Most investors would recoil at the suggestion of Lloyds Banking Group (LLOY) as a stock pick, but Simon Callow, manager of the CF Midas Balanced Growth Fund at MAM, tells us why it will be one of his core holdings by Christmas.
This is a plain-vanilla bank going back to basics, according to Mr Callow. With a balance sheet cleaner than other balance sheets, which he says can be treacherous to wade through, he believes the transformation of Lloyds as an investment has already been kick-started. He says the group is well-placed to benefit from a stabilising UK economy and housing market and reduced tail risk within the financial system.
And he's adamant the man behind Lloyds's recent revolution is António Horta-Osório, its 48-year-old chief executive who joined the board in January 2011. For starters, he's hacked off the 'frills' on its non-core business, slashing it right down from £121bn to £85bn.

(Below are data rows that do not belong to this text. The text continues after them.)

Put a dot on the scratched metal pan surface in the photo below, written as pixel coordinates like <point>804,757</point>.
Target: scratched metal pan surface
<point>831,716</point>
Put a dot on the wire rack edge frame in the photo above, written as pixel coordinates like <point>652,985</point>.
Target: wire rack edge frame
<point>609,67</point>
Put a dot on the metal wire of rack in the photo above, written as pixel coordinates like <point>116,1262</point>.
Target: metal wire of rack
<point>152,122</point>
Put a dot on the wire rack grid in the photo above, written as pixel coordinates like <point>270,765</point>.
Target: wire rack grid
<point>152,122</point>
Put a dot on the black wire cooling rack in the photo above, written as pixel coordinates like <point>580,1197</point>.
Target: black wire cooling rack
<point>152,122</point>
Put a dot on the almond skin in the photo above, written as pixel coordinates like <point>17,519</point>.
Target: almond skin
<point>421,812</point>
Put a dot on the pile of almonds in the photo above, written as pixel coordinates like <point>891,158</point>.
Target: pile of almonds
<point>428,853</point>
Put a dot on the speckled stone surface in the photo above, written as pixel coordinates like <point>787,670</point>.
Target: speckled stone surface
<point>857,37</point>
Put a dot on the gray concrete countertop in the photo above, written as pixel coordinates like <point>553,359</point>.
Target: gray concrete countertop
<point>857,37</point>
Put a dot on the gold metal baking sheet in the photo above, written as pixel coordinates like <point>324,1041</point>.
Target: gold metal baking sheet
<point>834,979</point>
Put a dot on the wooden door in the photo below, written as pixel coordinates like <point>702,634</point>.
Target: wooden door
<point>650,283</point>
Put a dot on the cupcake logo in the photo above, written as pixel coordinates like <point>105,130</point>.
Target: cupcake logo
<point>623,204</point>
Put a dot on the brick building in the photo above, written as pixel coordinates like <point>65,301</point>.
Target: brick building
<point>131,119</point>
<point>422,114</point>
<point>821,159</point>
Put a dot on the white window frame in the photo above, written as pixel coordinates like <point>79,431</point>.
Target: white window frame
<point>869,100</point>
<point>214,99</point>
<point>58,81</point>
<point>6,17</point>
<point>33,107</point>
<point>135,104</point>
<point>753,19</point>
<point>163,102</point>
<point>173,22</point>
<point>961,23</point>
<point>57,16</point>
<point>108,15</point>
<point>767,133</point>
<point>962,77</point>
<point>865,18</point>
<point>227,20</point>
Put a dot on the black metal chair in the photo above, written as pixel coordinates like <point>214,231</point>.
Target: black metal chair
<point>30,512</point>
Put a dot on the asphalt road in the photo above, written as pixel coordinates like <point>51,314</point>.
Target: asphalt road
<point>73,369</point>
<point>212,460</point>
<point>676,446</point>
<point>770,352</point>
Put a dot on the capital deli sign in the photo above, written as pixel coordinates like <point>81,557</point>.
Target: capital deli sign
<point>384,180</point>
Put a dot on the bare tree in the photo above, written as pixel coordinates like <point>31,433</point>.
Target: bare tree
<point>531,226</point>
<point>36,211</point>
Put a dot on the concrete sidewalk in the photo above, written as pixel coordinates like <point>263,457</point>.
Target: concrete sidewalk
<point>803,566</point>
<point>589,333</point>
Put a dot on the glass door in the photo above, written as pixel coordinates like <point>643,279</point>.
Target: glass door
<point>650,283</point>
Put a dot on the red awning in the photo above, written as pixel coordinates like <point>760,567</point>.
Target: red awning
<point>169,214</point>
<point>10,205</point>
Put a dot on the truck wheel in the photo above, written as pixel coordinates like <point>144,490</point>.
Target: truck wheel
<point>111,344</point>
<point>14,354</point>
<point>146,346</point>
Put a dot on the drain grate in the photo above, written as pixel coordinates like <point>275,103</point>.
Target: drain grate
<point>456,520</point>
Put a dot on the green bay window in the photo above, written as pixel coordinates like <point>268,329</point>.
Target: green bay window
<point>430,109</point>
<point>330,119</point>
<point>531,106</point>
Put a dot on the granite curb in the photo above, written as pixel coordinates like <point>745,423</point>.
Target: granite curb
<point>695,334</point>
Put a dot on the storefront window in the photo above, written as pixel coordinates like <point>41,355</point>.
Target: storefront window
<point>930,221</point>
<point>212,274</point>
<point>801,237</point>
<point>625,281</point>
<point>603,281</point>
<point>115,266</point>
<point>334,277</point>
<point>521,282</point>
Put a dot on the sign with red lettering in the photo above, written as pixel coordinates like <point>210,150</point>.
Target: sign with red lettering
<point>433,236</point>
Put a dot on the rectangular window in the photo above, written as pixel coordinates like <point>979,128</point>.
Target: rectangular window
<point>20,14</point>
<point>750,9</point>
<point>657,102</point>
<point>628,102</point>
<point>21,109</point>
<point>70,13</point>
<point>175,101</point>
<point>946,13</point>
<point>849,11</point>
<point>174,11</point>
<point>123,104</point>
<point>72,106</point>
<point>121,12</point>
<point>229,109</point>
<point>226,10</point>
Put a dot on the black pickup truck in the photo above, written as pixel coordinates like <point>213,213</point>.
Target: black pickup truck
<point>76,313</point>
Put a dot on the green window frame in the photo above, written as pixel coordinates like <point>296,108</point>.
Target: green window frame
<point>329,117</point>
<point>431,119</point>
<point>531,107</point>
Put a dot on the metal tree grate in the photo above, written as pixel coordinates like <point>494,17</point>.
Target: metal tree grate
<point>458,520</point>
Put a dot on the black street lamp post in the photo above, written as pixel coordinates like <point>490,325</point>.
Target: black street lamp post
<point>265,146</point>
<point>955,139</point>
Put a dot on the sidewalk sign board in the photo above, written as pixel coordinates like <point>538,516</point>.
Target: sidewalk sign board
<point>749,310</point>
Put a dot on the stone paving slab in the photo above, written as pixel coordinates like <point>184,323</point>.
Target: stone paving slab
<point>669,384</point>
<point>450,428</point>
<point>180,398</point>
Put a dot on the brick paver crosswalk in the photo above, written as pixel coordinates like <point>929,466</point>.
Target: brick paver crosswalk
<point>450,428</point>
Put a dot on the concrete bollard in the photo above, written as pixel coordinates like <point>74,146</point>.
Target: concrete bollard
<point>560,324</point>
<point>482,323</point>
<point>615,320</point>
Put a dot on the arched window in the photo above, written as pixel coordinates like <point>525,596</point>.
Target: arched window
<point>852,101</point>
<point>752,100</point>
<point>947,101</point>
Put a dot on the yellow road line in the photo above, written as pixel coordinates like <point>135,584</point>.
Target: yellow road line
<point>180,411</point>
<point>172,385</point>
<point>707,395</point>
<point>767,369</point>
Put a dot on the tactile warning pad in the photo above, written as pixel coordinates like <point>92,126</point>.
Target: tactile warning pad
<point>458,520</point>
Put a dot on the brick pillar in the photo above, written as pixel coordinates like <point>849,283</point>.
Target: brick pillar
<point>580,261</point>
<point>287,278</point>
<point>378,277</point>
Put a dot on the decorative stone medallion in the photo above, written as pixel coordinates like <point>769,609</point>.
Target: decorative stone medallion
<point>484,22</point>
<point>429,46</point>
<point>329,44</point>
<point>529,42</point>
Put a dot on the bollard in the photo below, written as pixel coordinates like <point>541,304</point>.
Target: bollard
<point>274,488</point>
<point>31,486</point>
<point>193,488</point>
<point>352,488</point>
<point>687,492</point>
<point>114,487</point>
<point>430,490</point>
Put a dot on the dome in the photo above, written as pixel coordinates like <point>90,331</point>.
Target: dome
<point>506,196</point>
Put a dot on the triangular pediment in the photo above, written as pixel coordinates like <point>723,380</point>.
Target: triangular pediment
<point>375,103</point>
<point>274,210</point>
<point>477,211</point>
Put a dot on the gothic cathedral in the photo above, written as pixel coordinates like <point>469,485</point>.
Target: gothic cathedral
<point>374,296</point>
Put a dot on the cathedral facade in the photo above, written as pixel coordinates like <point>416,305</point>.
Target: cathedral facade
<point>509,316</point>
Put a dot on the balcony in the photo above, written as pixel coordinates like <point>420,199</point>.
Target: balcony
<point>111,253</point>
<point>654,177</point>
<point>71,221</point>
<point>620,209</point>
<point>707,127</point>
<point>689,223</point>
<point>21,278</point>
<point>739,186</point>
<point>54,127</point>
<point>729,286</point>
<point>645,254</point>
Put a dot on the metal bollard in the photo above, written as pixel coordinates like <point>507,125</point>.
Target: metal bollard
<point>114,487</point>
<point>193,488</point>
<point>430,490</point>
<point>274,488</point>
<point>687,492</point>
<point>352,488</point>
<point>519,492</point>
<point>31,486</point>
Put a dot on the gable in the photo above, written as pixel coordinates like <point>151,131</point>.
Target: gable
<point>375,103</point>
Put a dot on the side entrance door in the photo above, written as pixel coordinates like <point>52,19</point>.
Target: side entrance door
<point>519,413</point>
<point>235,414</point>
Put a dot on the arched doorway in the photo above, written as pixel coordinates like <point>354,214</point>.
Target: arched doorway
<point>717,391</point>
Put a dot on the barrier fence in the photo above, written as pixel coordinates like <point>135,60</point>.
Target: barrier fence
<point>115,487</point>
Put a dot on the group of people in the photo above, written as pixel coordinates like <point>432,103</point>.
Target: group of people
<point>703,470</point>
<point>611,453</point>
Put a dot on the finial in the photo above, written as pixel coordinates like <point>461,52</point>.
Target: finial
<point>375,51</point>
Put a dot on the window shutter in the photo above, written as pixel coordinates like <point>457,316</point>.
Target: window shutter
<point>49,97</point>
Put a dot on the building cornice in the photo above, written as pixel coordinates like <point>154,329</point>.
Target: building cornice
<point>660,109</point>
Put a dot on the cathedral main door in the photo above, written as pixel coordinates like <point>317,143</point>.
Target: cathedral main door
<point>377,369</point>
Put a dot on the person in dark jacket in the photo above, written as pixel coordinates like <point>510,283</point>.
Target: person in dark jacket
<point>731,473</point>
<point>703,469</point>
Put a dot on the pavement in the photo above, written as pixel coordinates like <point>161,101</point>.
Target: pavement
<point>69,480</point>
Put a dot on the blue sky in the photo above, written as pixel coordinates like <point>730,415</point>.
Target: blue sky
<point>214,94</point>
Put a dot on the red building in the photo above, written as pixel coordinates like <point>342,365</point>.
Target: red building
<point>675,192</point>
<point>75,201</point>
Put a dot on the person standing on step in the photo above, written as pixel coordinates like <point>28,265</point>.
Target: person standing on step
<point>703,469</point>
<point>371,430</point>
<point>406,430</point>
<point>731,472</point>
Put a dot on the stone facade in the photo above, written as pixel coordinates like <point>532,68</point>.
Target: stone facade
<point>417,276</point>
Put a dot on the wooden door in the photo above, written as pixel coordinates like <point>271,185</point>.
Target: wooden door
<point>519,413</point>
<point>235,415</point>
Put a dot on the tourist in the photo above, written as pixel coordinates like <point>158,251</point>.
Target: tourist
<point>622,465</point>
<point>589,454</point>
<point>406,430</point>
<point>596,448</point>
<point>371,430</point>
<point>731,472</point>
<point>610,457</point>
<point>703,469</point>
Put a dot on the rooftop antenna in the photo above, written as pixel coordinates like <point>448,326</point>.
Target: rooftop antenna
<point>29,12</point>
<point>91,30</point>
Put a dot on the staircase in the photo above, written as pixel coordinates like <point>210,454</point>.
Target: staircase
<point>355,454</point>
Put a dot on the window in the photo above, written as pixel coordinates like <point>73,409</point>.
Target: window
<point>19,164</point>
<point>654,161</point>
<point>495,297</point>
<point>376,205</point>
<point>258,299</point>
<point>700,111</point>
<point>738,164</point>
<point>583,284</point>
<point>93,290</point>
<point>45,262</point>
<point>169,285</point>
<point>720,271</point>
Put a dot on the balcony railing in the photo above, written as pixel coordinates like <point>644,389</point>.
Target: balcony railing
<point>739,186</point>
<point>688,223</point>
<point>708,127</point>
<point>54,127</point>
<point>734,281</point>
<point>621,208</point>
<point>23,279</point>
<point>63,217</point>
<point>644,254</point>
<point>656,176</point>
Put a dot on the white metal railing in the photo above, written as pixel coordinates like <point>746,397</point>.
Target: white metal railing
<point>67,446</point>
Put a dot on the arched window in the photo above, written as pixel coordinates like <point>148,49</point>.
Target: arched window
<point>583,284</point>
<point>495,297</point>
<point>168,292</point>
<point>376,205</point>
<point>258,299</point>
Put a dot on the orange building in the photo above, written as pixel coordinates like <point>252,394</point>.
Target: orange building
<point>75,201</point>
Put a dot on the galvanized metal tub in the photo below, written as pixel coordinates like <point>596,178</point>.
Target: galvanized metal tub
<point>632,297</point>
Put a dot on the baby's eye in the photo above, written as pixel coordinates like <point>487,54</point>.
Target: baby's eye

Mr Callow says: "Lloyds' public battle with Payment Protection Insurance (PPI) claims is now under control as costs have plateaued. At the end of the fourth quarter of this year, it will finally be able to announce payouts have peaked - meaning the worst is over.
"People also still think Lloyds is drowning in non-performing property loans, but in fact these are also a declining trend."
As a result, its profitability is on an upward journey and its interest margins have risen for the second time since 2010, currently sitting at 1.9 per cent. And the prediction for its net income in 2013 is extremely impressive, with analysts anticipating an 80 per cent rise over the course of the new year.
The combination of these strengths - which he says are still unrealised by the vast majority of investors - means it has a price-to-book ratio of 0.6, which is cheap enough for him to sit up and take note. "The new trends emerging from Lloyds have not been priced in yet, so if you want a bargain, get in now while it's cheap," he says.
Mr Callow is hoping the share price (currently 45p) will dip over coming weeks, at which point he plans to bolster his 1.1 per cent allocation to 2 per cent before Christmas - the most he would invest in any single stock.